Manufacturing is not for everyone, and we know that,” says Jamie Barnes, a senior human resources employee at BSH. “But we want to make sure that we get the right people for the right jobs.”
Barnes was speaking to a group of about 75 other manufacturers Friday on the second day of the Manufacturing Conference held in Winston-Salem sponsored by Business North Carolina and North Carolina Manufacturing Extension Partnership. She was joined by Eddie Foster with Craven Community College, who helps oversee its job-training program known as the Volt Center.
German-based BSH opened in New Bern in 1987 with 280 employees. The company, which manufactures dishwashers, ranges, ovens and other home appliances under brand names such as Bosch and Thermador, now employs 1,600 workers in the coastal North Carolina city.
BSH was experiencing an employee turnover rate of around 60% until it started working with Craven Community College in 2020 on a training program to get prospective employees “a taste” of what it’s like to work in manufacturing, says Barnes. That turnover rate has now shrunk to about 18%.
“It’s really to get a pipeline of candidates,” says Barnes.
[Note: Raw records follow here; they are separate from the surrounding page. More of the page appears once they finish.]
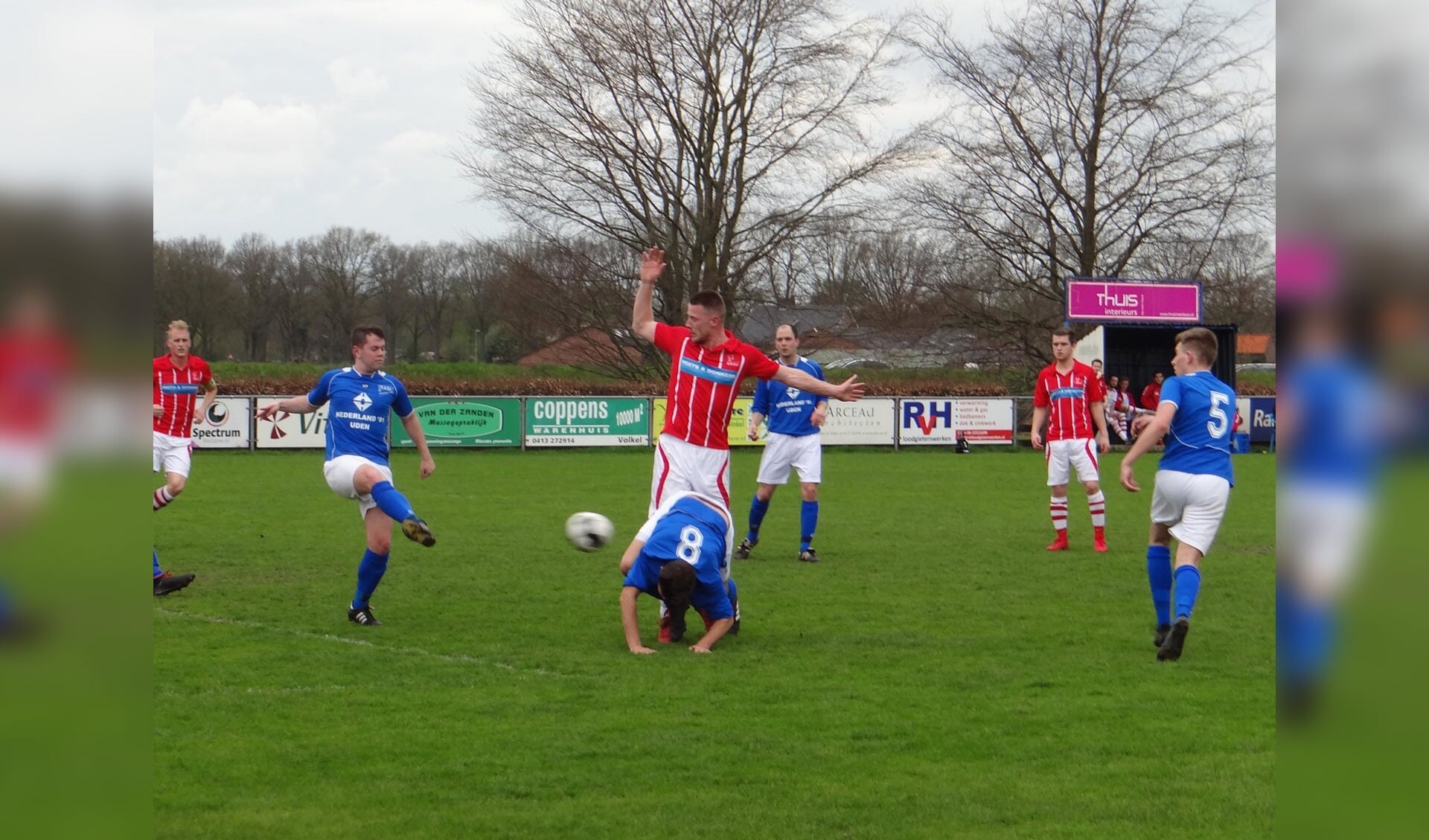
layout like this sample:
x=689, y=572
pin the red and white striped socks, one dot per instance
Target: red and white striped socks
x=1098, y=504
x=1059, y=513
Many of those working for BSH come from either retail or home healthcare, which is much different than working in manufacturing.
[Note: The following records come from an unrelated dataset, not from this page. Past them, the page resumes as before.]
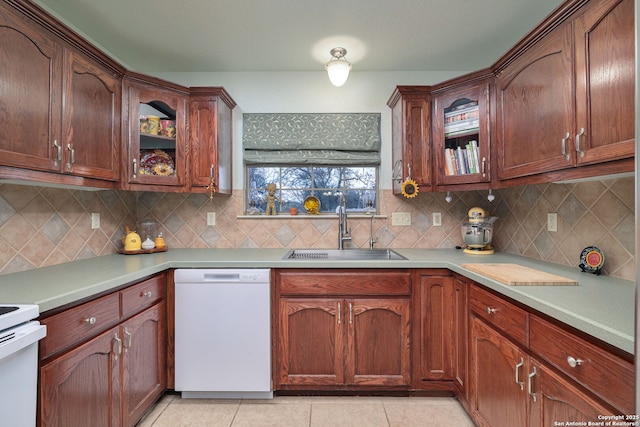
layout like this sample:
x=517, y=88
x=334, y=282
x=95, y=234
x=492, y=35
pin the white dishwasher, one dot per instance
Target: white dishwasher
x=223, y=333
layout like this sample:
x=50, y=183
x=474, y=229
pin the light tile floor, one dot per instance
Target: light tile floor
x=307, y=411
The problem was, Barnes says, BSH would hire good people, but not particularly good fits for the jobs they were going to be expected to perform on its manufacturing floor.
The Volt Center works by giving prospective employees an idea of what it will be like working on the manufacturing floor of BSH, as well as other manufacturers. Instructors will time students on tasks such as assembling a dish carriage for a dishwasher to see if that type of work is for them.
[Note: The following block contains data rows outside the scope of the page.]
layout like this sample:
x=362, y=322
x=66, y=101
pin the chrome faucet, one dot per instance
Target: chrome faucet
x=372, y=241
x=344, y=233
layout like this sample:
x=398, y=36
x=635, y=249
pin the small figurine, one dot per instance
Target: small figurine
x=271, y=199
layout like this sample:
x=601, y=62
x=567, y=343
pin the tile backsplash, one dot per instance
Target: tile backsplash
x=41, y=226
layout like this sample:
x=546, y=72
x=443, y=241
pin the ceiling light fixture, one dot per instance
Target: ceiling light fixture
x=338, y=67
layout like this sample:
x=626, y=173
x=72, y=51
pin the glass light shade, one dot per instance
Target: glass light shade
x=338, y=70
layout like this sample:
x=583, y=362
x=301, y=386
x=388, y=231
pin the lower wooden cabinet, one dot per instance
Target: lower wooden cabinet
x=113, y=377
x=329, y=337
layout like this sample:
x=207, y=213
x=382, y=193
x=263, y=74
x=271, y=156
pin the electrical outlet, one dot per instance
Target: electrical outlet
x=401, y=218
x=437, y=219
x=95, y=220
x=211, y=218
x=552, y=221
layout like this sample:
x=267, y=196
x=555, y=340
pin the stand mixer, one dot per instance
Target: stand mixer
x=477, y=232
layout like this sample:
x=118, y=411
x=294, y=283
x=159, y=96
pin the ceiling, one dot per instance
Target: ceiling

Manufacturing work can be physically demanding and repetitive, and not the type of work where everyone thrives, Foster said.
The Volt Center works with a number of local manufacturers, including Moen, which manufactures kitchen and bath faucets, and Hatteras Cabo Yachts, to provide specific job training, Foster said. Those companies supply the college with tools and equipment to make the free training work for their needs.
Craven College started the Volt Center in 2015, using a 7,500-square-foot abandoned electric plant in downtown New Bern. It started with the basics, including electrical, HVAC, construction, plumbing and small engine repair training, but has since partnered with local manufacturers for specific training, and added skills from forklift operators, bartending, welding and law enforcement training, among others.
The Volt Center aims to get nontraditional students into the workforce quicker, Foster says, even in programs like welding, which takes hundreds of hours of training. The key is providing employers with a group of people who possess needed skill sets.
The Volt Center does some traditional marketing of its programs, but finds most of its students come in through word-of-mouth recommendations. Instructors and others also make regular visits to area high schools to attract students.
Foster encouraged the other manufacturers to seek out help in filling jobs with their local community colleges, pointing out that with 58 community colleges in the state there is one located within at least 75 miles of every location in North Carolina.
While the goal is to provide employers with skilled workers, the Volt Center also changes the lives of those who come through the program. Foster talked of getting a bear hug from a former student who had come to the Volt Center after getting out of prison. The man had come to show Foster his first paycheck at his new job.
“It makes your heart go pitter patter a little bit because you’ve been involved in something life changing,” says Foster.